Caradine brought to his new job a clear head for multi-jurisdictional agreements and acquisitions, and the following year he was asked to assist with structuring an agreement between Brazilian soccer great Pele and the New York Cosmos.
It was around that time he caught the attention of Nesuhi Ertegun who oversaw the international distribution of the Warner Communications record division.
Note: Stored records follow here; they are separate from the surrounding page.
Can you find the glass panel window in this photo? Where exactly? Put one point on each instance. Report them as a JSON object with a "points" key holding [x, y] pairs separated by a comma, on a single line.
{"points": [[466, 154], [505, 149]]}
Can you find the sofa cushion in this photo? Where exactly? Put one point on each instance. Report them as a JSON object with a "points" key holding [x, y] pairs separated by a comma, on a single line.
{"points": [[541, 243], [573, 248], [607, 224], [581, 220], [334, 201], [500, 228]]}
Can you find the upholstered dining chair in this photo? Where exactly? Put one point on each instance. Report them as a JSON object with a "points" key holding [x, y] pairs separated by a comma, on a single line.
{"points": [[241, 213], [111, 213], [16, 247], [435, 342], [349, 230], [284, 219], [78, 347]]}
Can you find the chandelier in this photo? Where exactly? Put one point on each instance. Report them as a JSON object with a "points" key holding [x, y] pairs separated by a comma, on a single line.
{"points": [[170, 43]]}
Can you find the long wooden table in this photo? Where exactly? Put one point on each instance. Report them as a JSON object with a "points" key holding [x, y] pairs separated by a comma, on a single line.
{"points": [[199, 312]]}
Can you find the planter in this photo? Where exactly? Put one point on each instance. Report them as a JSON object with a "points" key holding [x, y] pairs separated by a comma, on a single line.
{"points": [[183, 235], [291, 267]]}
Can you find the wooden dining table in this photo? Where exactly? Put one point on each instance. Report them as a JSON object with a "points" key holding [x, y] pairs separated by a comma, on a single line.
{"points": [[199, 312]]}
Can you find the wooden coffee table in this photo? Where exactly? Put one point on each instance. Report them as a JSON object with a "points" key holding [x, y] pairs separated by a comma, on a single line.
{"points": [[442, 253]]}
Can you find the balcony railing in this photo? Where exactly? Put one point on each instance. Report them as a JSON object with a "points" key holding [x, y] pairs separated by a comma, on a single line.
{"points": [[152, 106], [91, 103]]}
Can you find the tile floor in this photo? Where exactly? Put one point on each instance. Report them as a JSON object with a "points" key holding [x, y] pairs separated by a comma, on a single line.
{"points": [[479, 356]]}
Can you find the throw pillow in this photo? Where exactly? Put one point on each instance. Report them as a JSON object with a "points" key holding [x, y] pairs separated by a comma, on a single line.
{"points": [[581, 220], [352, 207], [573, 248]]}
Soon after, Caradine came on board to help Nesuhi in launching the record company's international affiliate structure, WEA International Inc, later to be rebranded as Warner Music International (WMI).
During the 1980s, Caradine, then senior VP of operations, added duties as head of WEA International’s video division, bringing the manufacture and distribution of product in-house, and he had oversight of signings of artists and labels including Phil Collins, Luis Miguel and Tommy Boy Records.
As the company expanded, “so too did Jim’s role and his seniority at the company reflected his invaluable contribution to WMI’s growth and the esteem in which he was held,” reads a company memo, celebrating the late exec.
Caradine was “an example to all who worked with him - a southern gentleman, a person of character and integrity, characteristics seemingly anomalous in the music business, yet who rose to the very top with skill and charm, maintaining his good humour and a constant gleam of amusement and fun in his eye,” the message continues. “Unlike many, he knew exactly the time to retire, planning, with his usual meticulous detail his travel schedule with the many work friends he had from all corners of the world.
A statement from Caradine’s family adds, “Jim’s personal style combined warmth, wit and kindness with the cool elegance of a Cole Porter lyric.”